Souviens-toi
de ce paysage de minuit
“Une histoire enfouie peut tuer
une histoire transmise peut sauver
tu es ombre et lumière,
tu portes la douleur et l’espoir
tu es une mémoire, d’os et d’âme
jamais ne renonce, à être dite”
Nous avons cherché comment commémorer à notre manière la mémoire portée au Mémorial de Montormel. Nous nous sommes documentés, nous sommes allés arpenter le site, nous avons appris à comprendre, puis nous avons tenté de mettre des mots sur ce que cette mémoire faisait résonner en nous à hauteur de citoyens et citoyennes en 2026. A cette époque au bord des conflits. A cette époque qui n’a jamais compté autant de guerres à travers le monde. De là est né une visite spectacle “ Souviens toi de ce paysage de minuit"
Cette écriture s’inscrit dans le mouvement esthétique du Théâtre-Paysage. Nous sortons des théâtres pour chercher les fictions, en lien avec nos paysages quotidiens et environnements extérieurs, faisant du paysage un personnage porteur d’histoire, comme au Mémorial de Montormel. Ne dit-on pas “Le théâtre des opérations” dans le langage militaire ?
Ce projet a réuni un groupe d’une dizaine de volontaires menés par 4 artistes de la compagnie Nagas : Zelda Bourquin, Juliette Launay et Hélène Clech, Niels Herzhaft
Ce projet s’inscrit dans une recherche initiée par Zelda Bourquin au Mémorial du Mont Valérien en 2022-2023 avec le théâtre de Suresnes Jean Vilar pour questionner la mémoire à hauteur de citoyen, par le truchement de nos histoires intimes.

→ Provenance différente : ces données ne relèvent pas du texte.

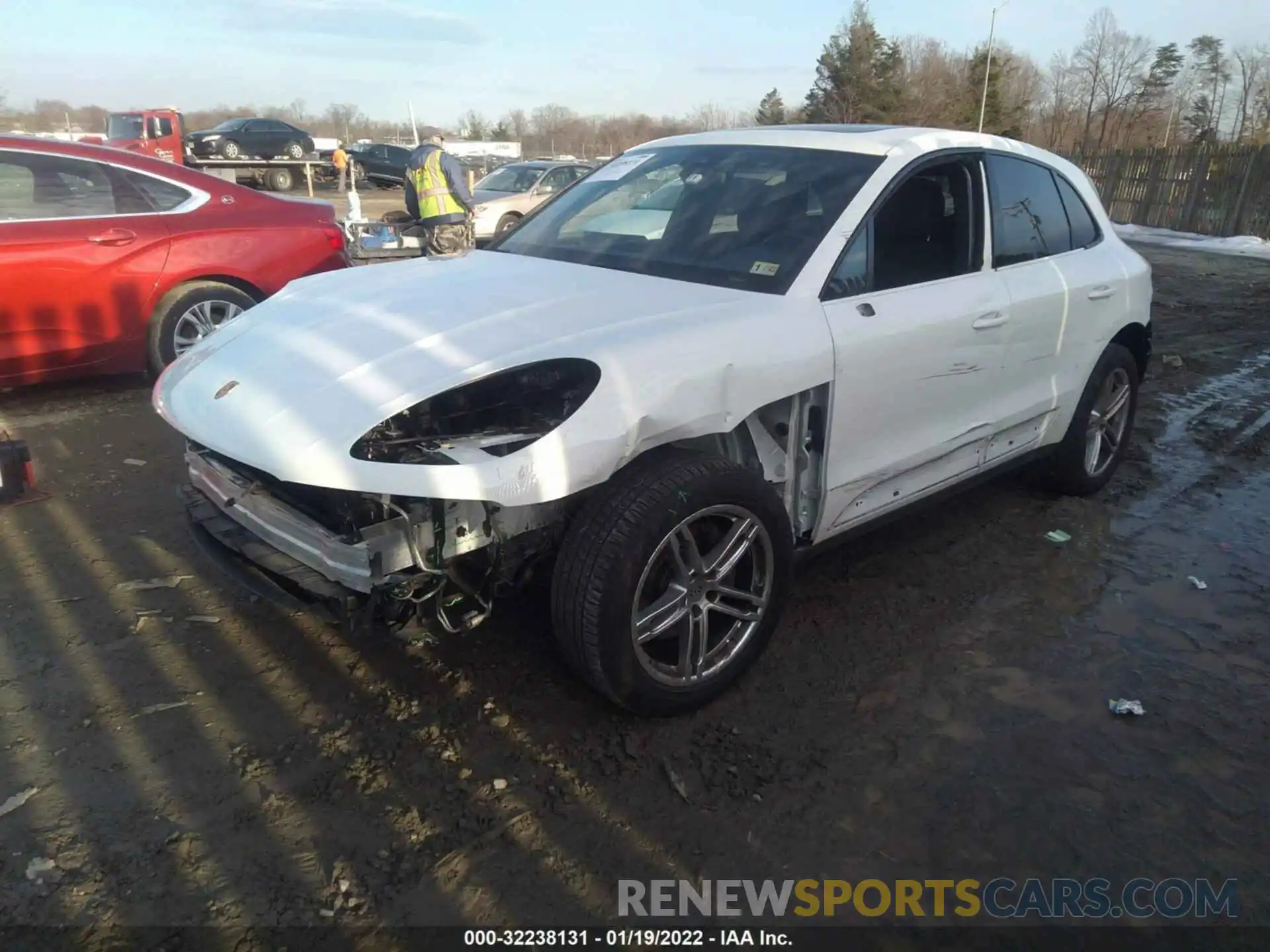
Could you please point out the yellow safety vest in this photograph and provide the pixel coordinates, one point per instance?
(432, 190)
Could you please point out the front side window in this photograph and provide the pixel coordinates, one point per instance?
(40, 187)
(556, 180)
(125, 126)
(1028, 216)
(513, 179)
(745, 216)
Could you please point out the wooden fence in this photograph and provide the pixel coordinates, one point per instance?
(1212, 190)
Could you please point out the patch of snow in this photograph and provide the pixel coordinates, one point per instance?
(1246, 245)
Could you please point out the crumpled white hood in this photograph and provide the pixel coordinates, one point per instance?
(332, 356)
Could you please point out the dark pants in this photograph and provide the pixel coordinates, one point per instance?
(448, 239)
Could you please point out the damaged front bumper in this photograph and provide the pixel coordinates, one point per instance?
(245, 517)
(248, 524)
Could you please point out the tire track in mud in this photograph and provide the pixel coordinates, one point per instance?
(1224, 403)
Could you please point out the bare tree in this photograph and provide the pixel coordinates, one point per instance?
(1060, 102)
(1123, 75)
(1090, 61)
(346, 118)
(1253, 65)
(709, 117)
(931, 81)
(520, 124)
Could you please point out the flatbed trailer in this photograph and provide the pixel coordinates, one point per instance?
(272, 175)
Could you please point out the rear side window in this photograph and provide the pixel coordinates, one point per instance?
(17, 190)
(37, 187)
(1028, 216)
(1085, 230)
(161, 196)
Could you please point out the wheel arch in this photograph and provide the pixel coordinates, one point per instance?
(230, 280)
(784, 441)
(1136, 338)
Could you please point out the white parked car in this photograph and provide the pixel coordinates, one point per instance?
(827, 324)
(511, 192)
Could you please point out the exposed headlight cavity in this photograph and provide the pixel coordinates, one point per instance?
(494, 415)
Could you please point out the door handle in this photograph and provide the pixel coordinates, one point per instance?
(994, 319)
(114, 237)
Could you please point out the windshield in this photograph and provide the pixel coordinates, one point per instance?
(511, 178)
(124, 126)
(738, 216)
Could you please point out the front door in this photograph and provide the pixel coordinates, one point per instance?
(919, 329)
(79, 263)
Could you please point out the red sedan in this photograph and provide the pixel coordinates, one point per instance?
(114, 263)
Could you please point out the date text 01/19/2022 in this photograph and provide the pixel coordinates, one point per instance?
(624, 938)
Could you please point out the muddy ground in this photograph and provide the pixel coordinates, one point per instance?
(934, 706)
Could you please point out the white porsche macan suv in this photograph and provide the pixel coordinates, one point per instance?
(710, 353)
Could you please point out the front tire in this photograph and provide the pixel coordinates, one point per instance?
(1097, 438)
(187, 315)
(671, 580)
(280, 180)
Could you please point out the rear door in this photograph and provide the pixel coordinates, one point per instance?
(258, 140)
(1097, 295)
(1031, 237)
(917, 323)
(80, 255)
(552, 183)
(378, 161)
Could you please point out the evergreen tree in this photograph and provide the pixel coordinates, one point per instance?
(1210, 63)
(857, 75)
(771, 110)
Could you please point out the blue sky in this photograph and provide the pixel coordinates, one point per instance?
(447, 56)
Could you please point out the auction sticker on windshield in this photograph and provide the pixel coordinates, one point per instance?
(619, 168)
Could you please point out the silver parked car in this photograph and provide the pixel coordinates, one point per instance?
(509, 193)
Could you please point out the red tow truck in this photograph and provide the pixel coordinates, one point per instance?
(161, 134)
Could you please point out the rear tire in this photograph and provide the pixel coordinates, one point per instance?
(626, 553)
(175, 315)
(1097, 438)
(280, 180)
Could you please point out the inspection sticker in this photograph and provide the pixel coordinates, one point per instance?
(619, 167)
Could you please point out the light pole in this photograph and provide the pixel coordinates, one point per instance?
(987, 67)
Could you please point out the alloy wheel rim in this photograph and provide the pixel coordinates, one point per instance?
(702, 594)
(198, 321)
(1108, 422)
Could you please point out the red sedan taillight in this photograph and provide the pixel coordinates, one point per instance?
(334, 237)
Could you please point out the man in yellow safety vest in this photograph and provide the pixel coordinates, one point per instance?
(437, 196)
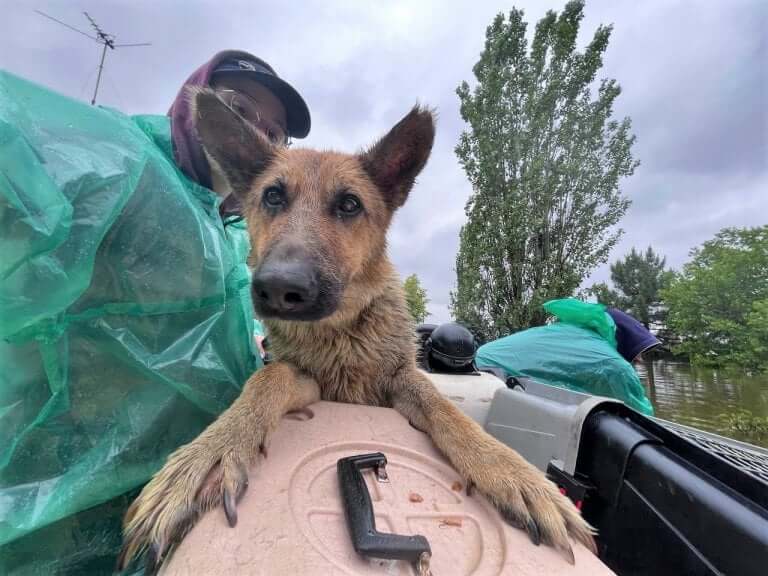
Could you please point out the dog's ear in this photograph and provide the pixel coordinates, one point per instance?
(234, 144)
(394, 161)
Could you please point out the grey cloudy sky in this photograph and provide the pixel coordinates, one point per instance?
(694, 74)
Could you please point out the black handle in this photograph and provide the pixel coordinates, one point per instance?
(359, 512)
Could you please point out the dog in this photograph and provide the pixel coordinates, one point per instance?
(340, 331)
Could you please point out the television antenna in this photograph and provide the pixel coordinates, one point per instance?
(101, 37)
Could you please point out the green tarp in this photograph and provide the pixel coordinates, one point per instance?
(125, 322)
(578, 352)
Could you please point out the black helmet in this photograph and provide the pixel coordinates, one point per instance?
(451, 348)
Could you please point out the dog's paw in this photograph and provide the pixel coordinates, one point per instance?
(197, 477)
(527, 500)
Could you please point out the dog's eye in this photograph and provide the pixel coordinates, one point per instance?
(349, 205)
(273, 198)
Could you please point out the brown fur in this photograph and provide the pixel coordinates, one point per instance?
(361, 353)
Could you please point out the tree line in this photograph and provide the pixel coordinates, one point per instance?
(546, 159)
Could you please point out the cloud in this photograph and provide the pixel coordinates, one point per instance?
(693, 75)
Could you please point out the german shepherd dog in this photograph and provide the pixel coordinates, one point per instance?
(340, 330)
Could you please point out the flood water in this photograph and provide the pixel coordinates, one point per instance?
(698, 396)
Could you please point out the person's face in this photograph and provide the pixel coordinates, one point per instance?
(256, 104)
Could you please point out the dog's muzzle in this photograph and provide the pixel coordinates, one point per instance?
(291, 290)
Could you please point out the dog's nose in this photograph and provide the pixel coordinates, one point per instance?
(285, 287)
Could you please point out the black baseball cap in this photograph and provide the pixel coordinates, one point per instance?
(297, 112)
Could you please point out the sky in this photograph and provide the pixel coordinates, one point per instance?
(694, 75)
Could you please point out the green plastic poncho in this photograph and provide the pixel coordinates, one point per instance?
(578, 353)
(125, 322)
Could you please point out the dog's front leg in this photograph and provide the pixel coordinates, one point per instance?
(521, 492)
(213, 468)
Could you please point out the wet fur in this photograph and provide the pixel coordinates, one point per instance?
(363, 352)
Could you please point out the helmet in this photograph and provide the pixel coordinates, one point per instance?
(451, 348)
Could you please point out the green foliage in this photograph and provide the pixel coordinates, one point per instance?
(638, 279)
(416, 296)
(544, 157)
(719, 303)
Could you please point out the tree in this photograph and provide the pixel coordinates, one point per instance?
(718, 304)
(638, 279)
(416, 296)
(544, 158)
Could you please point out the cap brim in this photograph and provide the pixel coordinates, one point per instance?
(296, 110)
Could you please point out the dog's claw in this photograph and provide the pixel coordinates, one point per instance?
(568, 554)
(230, 508)
(533, 532)
(153, 560)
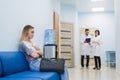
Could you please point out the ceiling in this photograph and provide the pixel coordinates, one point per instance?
(87, 5)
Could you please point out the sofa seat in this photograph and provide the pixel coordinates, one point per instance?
(33, 74)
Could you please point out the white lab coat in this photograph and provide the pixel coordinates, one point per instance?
(96, 47)
(85, 47)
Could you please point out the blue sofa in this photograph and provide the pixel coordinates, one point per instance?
(13, 66)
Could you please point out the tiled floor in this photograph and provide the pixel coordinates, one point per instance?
(106, 73)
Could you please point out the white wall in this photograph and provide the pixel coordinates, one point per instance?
(69, 14)
(117, 14)
(106, 23)
(15, 14)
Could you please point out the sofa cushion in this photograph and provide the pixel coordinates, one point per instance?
(20, 79)
(33, 74)
(0, 68)
(13, 62)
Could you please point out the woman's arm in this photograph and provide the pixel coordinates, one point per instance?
(36, 54)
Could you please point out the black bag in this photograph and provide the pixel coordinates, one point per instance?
(54, 65)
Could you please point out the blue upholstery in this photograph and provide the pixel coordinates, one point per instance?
(13, 62)
(31, 74)
(0, 69)
(20, 79)
(13, 66)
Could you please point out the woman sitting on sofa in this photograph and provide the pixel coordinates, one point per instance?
(32, 52)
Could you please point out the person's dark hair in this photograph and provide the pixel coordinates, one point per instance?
(98, 32)
(86, 30)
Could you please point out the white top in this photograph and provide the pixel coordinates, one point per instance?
(96, 46)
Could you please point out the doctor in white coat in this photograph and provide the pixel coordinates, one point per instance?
(85, 48)
(96, 49)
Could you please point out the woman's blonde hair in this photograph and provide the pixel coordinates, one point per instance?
(25, 31)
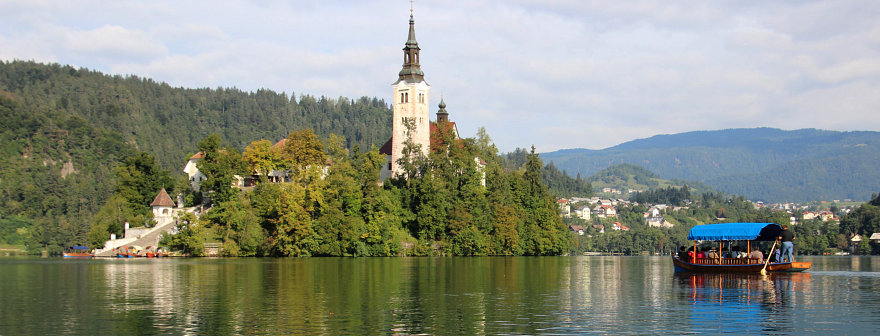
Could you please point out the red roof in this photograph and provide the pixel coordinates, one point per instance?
(386, 148)
(162, 199)
(280, 143)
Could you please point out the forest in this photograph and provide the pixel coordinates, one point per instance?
(76, 142)
(441, 204)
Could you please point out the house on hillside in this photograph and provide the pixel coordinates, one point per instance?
(617, 226)
(605, 211)
(275, 176)
(658, 222)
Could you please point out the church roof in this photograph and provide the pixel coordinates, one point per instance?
(386, 148)
(411, 71)
(162, 199)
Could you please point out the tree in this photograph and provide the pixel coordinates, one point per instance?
(220, 164)
(262, 158)
(140, 178)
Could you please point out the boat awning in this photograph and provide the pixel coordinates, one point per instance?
(735, 231)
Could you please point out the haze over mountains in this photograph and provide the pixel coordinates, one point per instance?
(765, 164)
(761, 163)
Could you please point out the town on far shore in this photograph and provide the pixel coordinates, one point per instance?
(600, 213)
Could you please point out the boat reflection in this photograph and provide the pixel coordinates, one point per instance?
(749, 303)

Ecriture et mise en scène : Zelda Bourquin
Création collective et participative avec un groupe de 6 comédiens
et comédiennes volontaires
Jeu : Hélène Clech, Niels Herzhaft, Juliette Launay
Un lieu qui étire la ligne du temps : La situation du Mémorial de Montormel invite à creuser la relation entre ce site stratégique de la libération et le mont sur lequel il se situe. Avec le théâtre nous pouvons convoquer de multiple point de vues : raconter les faits historiques qui eurent lieu en 44, et les mettre en regard avec la vie du paysage qui l’entoure. Quelques mois dans la longue vie de ce paysage qui en a des centaines de milliers. Que représente cette mémoire à hauteur d’arbre, à vie d’arbre ? Comment en prendre la mesure sans la minimiser ? Nous chercherons à mettre en tension la mémoire sur la ligne du temps.
Co-mémorer - écrire la résonnance intime entre ce lieu et l’humain : en réunissant un groupe de volontaire, il s’agit d’observer comment quelque chose se co-mémore entre ce lieu et les humains qui s’y rendent. Écouter leurs réactions, leurs ressentis lors de nos visites du Mémorial et questionner les médiateur.ice.s sur leur rapport personnel au site. Écouter à quel endroit ce lieu mémoriel vient réveiller chez nous un rapport intime avec la guerre, la résistance, l’amour, à hauteur de citoyen.ne.s. Il s’agira de creuser une relation affective possible, de créer des vécus affectifs : une rencontre entre une chorale, et un chemin de ronde, une rencontre entre une histoire personnelle et un objet du musée de l’Histoire officielle, entre une histoire paysagère et une histoire militaire, entre ce qu’on appelle Nation et l’individu, et bien sûr entre les morts et les vivants.
« Montrer la vie chevillée au corps » : Faire mémoire c’est aussi dire “plus jamais ça”. Il y a dans cette affirmation quelque chose qui choisi la vie, et donc la joie. Nous suivrons alors, la voie indiquée par la metteure en scène, Ariane Mnouchkine, de nous départir de nos habitudes de gravité lorsque l’on évoque les morts. Chercher au sein du Mémorial les récits de légèreté, explorer dans l’écriture la possibilité d’un élan libératoire et d’une trame de joie pour offrir une traversée pleine de vitalité au spectacleurs.